Just days after President Obama signed a law giving billions of dollars to develop electronic health records, a university technology professor submitted a paper showing that he was able to uncover tens of thousands of medical files containing names, addresses and Social Security numbers for patients seeking treatment for conditions ranging from AIDS to mental health problems.
Using peer-to-peer applications, which computer users download to share files, most commonly music and movies, M. Eric Johnson, director of the Center for Digital Strategies at Dartmouth College in Hanover, N.H., was able to access electronic medical records on computers that had the peer-to-peer programs stored on their hard drives. The medical files contained detailed personal data on physical and mental diagnoses, which a hacker could use to not only embarrass a patient but also to commit medical fraud.
One of the largest stashes of medical data Johnson discovered during two weeks of research he conducted in January was a database containing two spreadsheets from a hospital he declined to identify. The files contained records on 20,000 patients, which included names, Social Security numbers, insurance carriers and codes for diagnoses. […]
The federal government has suffered numerous breaches because of peer-to-peer programs. In June 2008, at least 1,000 patients from Walter Reed Army Medical Center had their health records and Social Security numbers compromised.

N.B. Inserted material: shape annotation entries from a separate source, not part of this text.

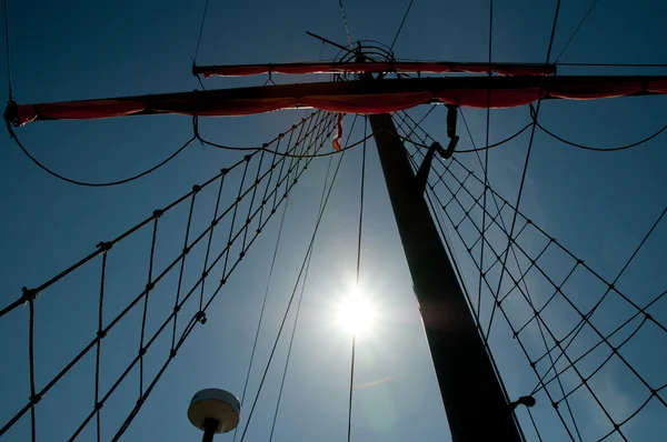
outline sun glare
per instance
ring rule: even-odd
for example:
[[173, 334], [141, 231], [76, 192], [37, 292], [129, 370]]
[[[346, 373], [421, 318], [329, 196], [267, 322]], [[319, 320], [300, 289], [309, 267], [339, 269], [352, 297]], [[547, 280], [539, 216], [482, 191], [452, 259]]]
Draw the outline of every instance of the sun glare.
[[374, 324], [375, 311], [370, 302], [358, 292], [352, 292], [338, 305], [338, 323], [356, 334], [367, 333]]

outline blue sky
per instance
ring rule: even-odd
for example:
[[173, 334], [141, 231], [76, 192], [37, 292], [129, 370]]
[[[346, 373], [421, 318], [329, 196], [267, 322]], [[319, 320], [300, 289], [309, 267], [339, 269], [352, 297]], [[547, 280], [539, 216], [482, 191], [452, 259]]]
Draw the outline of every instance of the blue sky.
[[[346, 2], [346, 14], [354, 40], [372, 39], [390, 43], [407, 1]], [[494, 51], [497, 61], [544, 62], [556, 1], [496, 2], [494, 10]], [[554, 57], [589, 8], [589, 1], [564, 1], [554, 41]], [[141, 4], [118, 1], [98, 4], [84, 1], [41, 1], [38, 4], [10, 2], [11, 69], [14, 99], [21, 103], [159, 93], [199, 88], [190, 74], [203, 2], [147, 1]], [[600, 0], [560, 61], [664, 63], [663, 41], [667, 6], [659, 1]], [[308, 61], [336, 56], [308, 36], [312, 31], [345, 43], [347, 37], [338, 2], [265, 0], [231, 6], [210, 0], [198, 54], [200, 63], [250, 63]], [[488, 57], [488, 2], [415, 0], [396, 43], [398, 58], [429, 60], [486, 61]], [[600, 70], [563, 67], [567, 73], [653, 73], [665, 69]], [[7, 81], [2, 70], [0, 84]], [[263, 78], [212, 79], [207, 88], [260, 84]], [[278, 82], [310, 81], [276, 78]], [[603, 100], [596, 102], [548, 102], [540, 121], [555, 133], [584, 144], [613, 147], [629, 143], [656, 132], [665, 124], [667, 102], [663, 97]], [[416, 118], [428, 109], [416, 109]], [[258, 145], [286, 130], [307, 111], [288, 111], [248, 118], [215, 119], [201, 122], [202, 133], [230, 145]], [[477, 145], [484, 144], [486, 112], [465, 110]], [[527, 108], [496, 110], [490, 114], [491, 142], [506, 138], [529, 122]], [[346, 130], [351, 118], [346, 118]], [[445, 111], [436, 109], [424, 123], [436, 139], [445, 139]], [[459, 121], [460, 149], [470, 148]], [[31, 152], [60, 173], [87, 181], [123, 178], [160, 161], [191, 134], [191, 122], [180, 117], [150, 117], [91, 122], [43, 122], [17, 130]], [[359, 127], [351, 140], [362, 137]], [[611, 280], [623, 268], [657, 215], [663, 211], [667, 175], [664, 164], [666, 135], [623, 152], [586, 152], [556, 142], [539, 131], [536, 134], [521, 211], [556, 237], [599, 274]], [[73, 187], [57, 181], [34, 167], [6, 138], [0, 152], [0, 200], [3, 215], [0, 229], [0, 303], [13, 301], [23, 285], [34, 287], [66, 265], [165, 207], [193, 183], [213, 175], [241, 154], [221, 152], [193, 144], [173, 162], [136, 182], [106, 189]], [[522, 170], [528, 134], [490, 152], [489, 180], [500, 194], [515, 202]], [[397, 230], [384, 188], [374, 143], [368, 145], [365, 230], [361, 252], [361, 285], [377, 305], [376, 332], [357, 346], [352, 440], [440, 441], [448, 434], [428, 346], [411, 293], [410, 278], [402, 258]], [[295, 349], [282, 395], [273, 440], [345, 440], [349, 386], [350, 335], [337, 328], [332, 310], [354, 281], [359, 202], [360, 149], [346, 155], [339, 182], [322, 220], [315, 245], [305, 291], [303, 310], [297, 329]], [[457, 157], [479, 171], [474, 154]], [[278, 252], [269, 293], [266, 322], [257, 349], [257, 361], [249, 381], [251, 403], [261, 371], [275, 339], [285, 307], [296, 281], [300, 261], [315, 223], [328, 160], [316, 160], [290, 197], [286, 227]], [[481, 177], [481, 175], [480, 175]], [[475, 189], [475, 187], [472, 187]], [[438, 192], [447, 197], [445, 189]], [[186, 208], [187, 210], [187, 208]], [[166, 220], [167, 260], [181, 247], [187, 212]], [[456, 215], [456, 211], [452, 212]], [[509, 212], [508, 212], [508, 220]], [[205, 225], [208, 219], [199, 219]], [[197, 440], [199, 432], [186, 418], [191, 395], [201, 388], [225, 388], [241, 394], [250, 356], [270, 258], [276, 244], [275, 219], [253, 245], [209, 312], [209, 322], [196, 329], [170, 365], [126, 440]], [[469, 231], [462, 233], [468, 234]], [[466, 250], [454, 237], [464, 279], [472, 293], [477, 274]], [[492, 241], [499, 240], [494, 233]], [[489, 233], [491, 235], [491, 233]], [[470, 237], [467, 237], [470, 238]], [[141, 233], [119, 245], [112, 257], [109, 279], [109, 309], [120, 310], [131, 289], [146, 283], [145, 251], [149, 238]], [[540, 235], [522, 237], [531, 253], [539, 251]], [[665, 290], [664, 245], [667, 227], [658, 225], [647, 244], [618, 281], [641, 305]], [[139, 255], [138, 250], [142, 254]], [[488, 250], [487, 260], [488, 260]], [[172, 254], [171, 254], [172, 255]], [[163, 257], [163, 258], [162, 258]], [[163, 261], [163, 262], [165, 262]], [[569, 261], [560, 252], [544, 258], [544, 267], [561, 275]], [[197, 270], [198, 271], [198, 270]], [[93, 336], [97, 321], [99, 262], [81, 270], [76, 278], [42, 293], [36, 302], [38, 384], [48, 381]], [[527, 278], [536, 299], [545, 299], [549, 287], [539, 277]], [[175, 281], [171, 282], [172, 284]], [[587, 273], [576, 274], [568, 293], [586, 304], [604, 292], [604, 287]], [[163, 298], [160, 298], [160, 297]], [[156, 311], [169, 309], [172, 290], [156, 299]], [[485, 295], [488, 295], [486, 293]], [[540, 298], [541, 297], [541, 298]], [[488, 298], [485, 298], [488, 299]], [[158, 301], [159, 300], [159, 301]], [[508, 298], [517, 323], [526, 319], [525, 303]], [[490, 304], [482, 304], [482, 318]], [[165, 311], [165, 310], [161, 310]], [[596, 322], [613, 330], [631, 309], [610, 297]], [[667, 321], [665, 301], [651, 314]], [[545, 313], [556, 332], [565, 332], [576, 319], [565, 304], [554, 304]], [[28, 396], [26, 308], [0, 319], [0, 349], [3, 376], [0, 376], [0, 422], [4, 423]], [[157, 321], [159, 318], [151, 318]], [[136, 313], [119, 325], [102, 348], [102, 384], [108, 385], [138, 348]], [[152, 323], [152, 322], [151, 322]], [[525, 342], [539, 353], [536, 330], [528, 330]], [[659, 342], [664, 334], [646, 325], [628, 344], [627, 358], [655, 386], [667, 381], [656, 366], [667, 360]], [[574, 343], [573, 353], [595, 344], [585, 332]], [[500, 318], [495, 320], [492, 350], [500, 372], [516, 398], [526, 394], [536, 381], [516, 341]], [[161, 345], [161, 344], [158, 344]], [[577, 346], [579, 349], [577, 349]], [[168, 350], [168, 348], [167, 348]], [[281, 341], [267, 389], [258, 401], [250, 422], [248, 440], [266, 440], [270, 431], [285, 362], [287, 342]], [[160, 353], [161, 351], [161, 353]], [[595, 364], [584, 361], [583, 370]], [[147, 370], [156, 370], [166, 358], [159, 348], [148, 358]], [[94, 360], [86, 358], [37, 408], [40, 440], [67, 440], [82, 413], [92, 406]], [[104, 373], [106, 371], [106, 373]], [[576, 378], [564, 375], [566, 385]], [[133, 378], [132, 378], [133, 376]], [[132, 374], [102, 412], [103, 439], [110, 439], [137, 399], [138, 378]], [[595, 378], [595, 391], [613, 414], [627, 416], [646, 399], [646, 389], [616, 362]], [[598, 381], [599, 380], [599, 381]], [[379, 384], [365, 386], [378, 381]], [[665, 394], [663, 394], [664, 396]], [[565, 440], [556, 414], [544, 395], [537, 395], [535, 415], [545, 440]], [[609, 422], [585, 394], [573, 396], [584, 440], [597, 440]], [[247, 412], [247, 408], [243, 412]], [[665, 408], [651, 401], [627, 426], [630, 440], [659, 440], [665, 431]], [[520, 414], [526, 418], [526, 414]], [[522, 420], [522, 422], [527, 422]], [[528, 421], [529, 422], [529, 421]], [[526, 431], [535, 439], [529, 423]], [[94, 424], [81, 435], [93, 440]], [[231, 440], [230, 435], [218, 436]], [[8, 440], [29, 439], [29, 419], [22, 419]], [[237, 439], [238, 440], [238, 439]], [[609, 440], [615, 440], [610, 438]]]

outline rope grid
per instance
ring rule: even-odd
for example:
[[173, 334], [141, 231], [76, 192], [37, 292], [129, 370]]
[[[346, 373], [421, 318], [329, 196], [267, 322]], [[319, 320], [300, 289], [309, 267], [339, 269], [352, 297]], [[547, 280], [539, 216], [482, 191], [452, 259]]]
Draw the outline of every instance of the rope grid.
[[[417, 169], [425, 155], [420, 147], [427, 145], [428, 140], [435, 140], [407, 113], [395, 115], [395, 120], [402, 132], [399, 137], [412, 139], [412, 148], [408, 151]], [[481, 159], [479, 162], [484, 167]], [[495, 203], [485, 207], [482, 198], [487, 192]], [[494, 305], [504, 318], [508, 333], [518, 343], [535, 374], [535, 386], [522, 393], [535, 396], [541, 409], [551, 405], [566, 432], [564, 436], [573, 441], [628, 440], [627, 429], [633, 419], [643, 411], [648, 413], [649, 404], [656, 404], [663, 413], [667, 411], [666, 380], [656, 379], [650, 373], [649, 354], [644, 354], [644, 365], [637, 363], [640, 343], [636, 339], [640, 331], [649, 329], [656, 333], [656, 339], [659, 339], [658, 334], [665, 338], [663, 333], [667, 332], [667, 327], [659, 319], [658, 308], [660, 301], [667, 298], [667, 290], [638, 303], [635, 297], [617, 285], [628, 264], [665, 218], [667, 208], [616, 278], [609, 280], [516, 210], [488, 182], [485, 185], [484, 178], [477, 177], [456, 154], [448, 161], [438, 158], [432, 165], [426, 194], [435, 205], [431, 208], [435, 219], [439, 224], [449, 227], [440, 225], [445, 243], [451, 243], [447, 231], [454, 230], [477, 270], [475, 278], [481, 281], [485, 293], [489, 295], [487, 304]], [[517, 227], [510, 235], [504, 219], [515, 213]], [[440, 215], [445, 222], [440, 221]], [[487, 224], [482, 225], [485, 218]], [[457, 263], [458, 258], [449, 249], [452, 261]], [[485, 260], [484, 265], [480, 260], [482, 249], [490, 252], [490, 259]], [[506, 265], [501, 270], [504, 262]], [[459, 265], [456, 267], [458, 269]], [[506, 281], [499, 284], [501, 271]], [[461, 282], [465, 280], [460, 271], [459, 279]], [[575, 281], [585, 281], [590, 292], [580, 292]], [[477, 303], [468, 291], [466, 294], [474, 315], [481, 321]], [[621, 314], [610, 324], [606, 317], [613, 311]], [[484, 320], [490, 322], [488, 314]], [[481, 330], [481, 323], [478, 325]], [[488, 345], [490, 335], [482, 336]], [[603, 399], [608, 389], [609, 373], [614, 372], [623, 372], [627, 378], [623, 381], [634, 385], [635, 394], [640, 396], [633, 401], [631, 408], [626, 406], [620, 412], [617, 404]], [[639, 392], [644, 392], [643, 395]], [[581, 403], [601, 413], [606, 421], [604, 431], [586, 433], [590, 430], [583, 426], [586, 410], [583, 410]], [[525, 410], [525, 424], [531, 425], [536, 436], [542, 440], [548, 434], [544, 430], [549, 425], [548, 415], [540, 411], [540, 406]], [[651, 412], [656, 412], [655, 406]], [[539, 428], [542, 428], [541, 434]]]
[[[30, 396], [21, 409], [13, 414], [9, 421], [2, 423], [0, 436], [12, 429], [23, 418], [30, 421], [31, 440], [37, 440], [38, 433], [38, 409], [44, 398], [57, 384], [63, 380], [70, 379], [73, 372], [81, 370], [82, 361], [87, 355], [94, 358], [91, 368], [94, 369], [94, 396], [91, 398], [91, 406], [86, 414], [81, 415], [80, 424], [72, 429], [69, 440], [81, 436], [81, 432], [94, 422], [96, 438], [101, 440], [101, 414], [103, 405], [113, 398], [121, 384], [127, 385], [130, 378], [138, 379], [138, 391], [135, 406], [131, 409], [125, 421], [115, 430], [112, 440], [118, 440], [128, 429], [130, 423], [137, 416], [146, 400], [153, 391], [156, 384], [165, 373], [170, 362], [176, 358], [179, 350], [195, 330], [197, 324], [207, 322], [207, 310], [212, 301], [221, 292], [228, 282], [230, 275], [243, 260], [246, 253], [256, 242], [259, 234], [267, 227], [269, 220], [277, 213], [278, 208], [287, 201], [289, 192], [299, 181], [299, 178], [308, 169], [308, 165], [317, 157], [318, 152], [326, 145], [327, 140], [336, 129], [337, 115], [332, 113], [317, 111], [302, 119], [298, 124], [292, 125], [288, 131], [281, 133], [267, 144], [265, 149], [271, 147], [280, 155], [271, 155], [265, 149], [255, 150], [245, 155], [241, 160], [201, 184], [192, 187], [191, 191], [171, 202], [163, 209], [153, 211], [152, 215], [130, 228], [119, 237], [102, 241], [97, 244], [93, 252], [82, 260], [76, 262], [68, 269], [58, 273], [48, 281], [32, 289], [23, 288], [22, 294], [13, 302], [0, 310], [0, 321], [16, 320], [16, 314], [20, 314], [21, 305], [28, 303], [28, 348], [29, 348], [29, 391]], [[342, 157], [342, 155], [341, 155]], [[202, 201], [202, 202], [200, 202]], [[210, 207], [212, 217], [207, 224], [201, 225], [201, 231], [196, 230], [196, 213], [209, 211], [205, 209], [205, 203]], [[210, 204], [209, 204], [210, 203]], [[212, 207], [215, 205], [215, 210]], [[179, 211], [187, 213], [185, 229], [181, 224], [179, 230], [183, 231], [182, 249], [176, 251], [176, 257], [158, 259], [158, 249], [161, 247], [161, 238], [173, 237], [175, 231], [171, 223], [178, 221]], [[182, 214], [182, 213], [181, 213]], [[166, 224], [165, 224], [166, 223]], [[165, 227], [162, 227], [165, 224]], [[146, 275], [146, 285], [135, 288], [138, 294], [131, 298], [122, 310], [116, 315], [109, 313], [109, 281], [110, 277], [118, 279], [120, 275], [113, 263], [115, 248], [126, 243], [132, 243], [137, 249], [135, 254], [141, 255], [140, 241], [143, 237], [150, 238], [150, 245], [147, 250], [148, 271]], [[137, 242], [139, 241], [139, 244]], [[167, 260], [169, 259], [169, 261]], [[160, 262], [158, 262], [160, 261]], [[165, 267], [161, 261], [167, 264]], [[46, 382], [36, 380], [38, 364], [48, 364], [47, 359], [41, 359], [36, 354], [36, 322], [39, 322], [40, 299], [50, 295], [67, 280], [74, 274], [81, 274], [84, 271], [93, 271], [93, 262], [100, 263], [99, 279], [99, 303], [96, 314], [96, 328], [88, 344], [78, 352], [62, 368], [52, 368], [56, 373]], [[196, 273], [192, 268], [201, 269]], [[87, 270], [83, 270], [87, 269]], [[193, 273], [195, 272], [195, 273]], [[197, 274], [197, 278], [192, 277]], [[212, 278], [212, 280], [211, 280]], [[169, 279], [175, 279], [176, 284], [171, 284]], [[210, 283], [207, 285], [207, 281]], [[60, 283], [60, 284], [59, 284]], [[162, 295], [159, 290], [171, 292], [173, 303], [170, 311], [167, 311], [166, 318], [157, 322], [155, 318], [156, 308], [152, 299], [155, 295]], [[167, 293], [167, 295], [169, 295]], [[192, 314], [190, 314], [190, 310]], [[100, 373], [109, 363], [103, 358], [102, 341], [108, 336], [118, 336], [118, 324], [126, 318], [136, 318], [140, 327], [137, 328], [136, 356], [122, 370], [116, 380], [111, 380], [111, 385], [106, 389], [101, 382]], [[159, 323], [153, 331], [150, 324]], [[167, 336], [169, 348], [165, 354], [163, 362], [155, 375], [148, 373], [146, 356], [151, 348], [156, 348], [156, 342]], [[118, 339], [118, 338], [115, 338]], [[152, 351], [151, 359], [159, 360], [159, 355]], [[109, 380], [106, 374], [106, 380]], [[125, 386], [123, 386], [125, 388]], [[29, 412], [29, 413], [28, 413]], [[27, 439], [28, 436], [26, 436]]]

How is it possible for such sensitive data to be available on peer-to-peer networks online? Peer-to-peer technology can leave computer users information vulnerable to access.
The basic technology that runs peer-to-peer networks inadvertently exposed the files probably without the computer user’s knowledge, Johnson said. A health care worker might have loaded patient files onto a laptop, for example, and taken it home where a son or daughter could have downloaded a peer-to-peer client onto laptop to share music.
Once the client is installed, Johnson said in most cases it exposes every file on a computer’s hard disk to anyone on the file-sharing network.